I'm happy to work toward your preferred approach here, though I'm not
sure I know how to achieve it. I think I understand how cxl is keeping
device_private_memory out, but I don't think I understand the resource
system well enough to see how amdgpu can make a properly trimmed
resource for request_free_mem_region. My novice attempt would be
something like:

diff --git a/drivers/gpu/drm/amd/amdkfd/kfd_migrate.c b/drivers/gpu/drm/amd/amdkfd/kfd_migrate.c
index 8ee3d07ffbdfa..d84de6d66ac45 100644
--- a/drivers/gpu/drm/amd/amdkfd/kfd_migrate.c
+++ b/drivers/gpu/drm/amd/amdkfd/kfd_migrate.c
@@ -1038,7 +1039,14 @@ int kgd2kfd_init_zone_device(struct amdgpu_device *adev)

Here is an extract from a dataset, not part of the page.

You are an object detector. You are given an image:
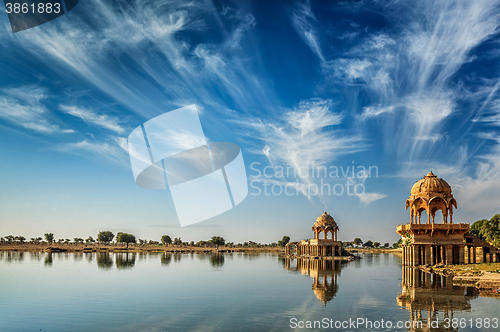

                pgmap->range.end = adev->gmc.aper_base + adev->gmc.aper_size - 1;
                pgmap->type = MEMORY_DEVICE_COHERENT;
        } else {
-               res = devm_request_free_mem_region(adev->dev, &iomem_resource, size);
+               struct range mappable;
+               struct resource root;
+
+               mappable = arch_get_mappable_range();
+               root.start = mappable.start;
+               root.end = mappable.end;
+               root.child = iomem_resource.child;
+               res = devm_request_free_mem_region(adev->dev, &root, size);
                if (IS_ERR(res))
                        return PTR_ERR(res);
                pgmap->range.start = res->start;

Apart from this being wrong with respect to resource_lock, is that sort
of the idea? or am I missing the sensible way to hoist the vmemmap range
into iomem_resource? or maybe I'm just totally off in the weeds.